ProTides of BVdU as potential anticancer agents upon efficient intracellular delivery of their activated metabolites

Author(s)

Kandil, S; Balzarini, J; Rat, S; Brancale, A; Westwell, AD; Mcguigan, C

Year

2016

Is Peer Reviewed?

Yes

Journal

Bioorganic & Medicinal Chemistry Letters
ISSN: 0960-894X
EISSN: 1464-3405

Volume

Issue

Page Numbers

5618-5623

Language

English

PMID

27818111

DOI

10.1016/j.bmcl.2016.10.077

Abstract

Nucleosides represent a major chemotherapeutic class for treating cancer, however their limitations in terms of cellular uptake, nucleoside kinase-mediated activation and catabolism are well-documented. The monophosphate pro-nucleotides known as ProTides represents a powerful strategy for bypassing the dependence on active transport and nucleoside kinase-mediated activation.
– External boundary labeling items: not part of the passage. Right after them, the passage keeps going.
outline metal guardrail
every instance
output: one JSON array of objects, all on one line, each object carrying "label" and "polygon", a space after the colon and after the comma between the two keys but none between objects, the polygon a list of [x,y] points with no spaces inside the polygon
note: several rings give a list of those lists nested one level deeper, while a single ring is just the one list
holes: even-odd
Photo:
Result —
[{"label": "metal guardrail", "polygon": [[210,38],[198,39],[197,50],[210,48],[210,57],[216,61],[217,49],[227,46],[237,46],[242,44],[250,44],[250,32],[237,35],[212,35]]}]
Herein, we report the structural tuning of BVdU ProTides. Forty six phosphoramidates were prepared and biologically evaluated against three different cancer cell lines; murine leukemia (L1210), human CD4(+) T-lymphocyte (CEM) and human cervical carcinoma (HeLa). Twenty-fold potency enhancement compared to BVdU was achieved against L1210 cells. Interestingly, a number of ProTides showed low micromolar activity against CEM and HeLa cells compared to the inactive parent BVdU. The ProTides showed poor, if any measurable toxicity to non-tumourigenic human lung fibroblast cell cultures. Separation of four pairs of the diastereoisomeric mixtures and comparison of their spectral properties, biological activities and enzymatic activation rate is reported.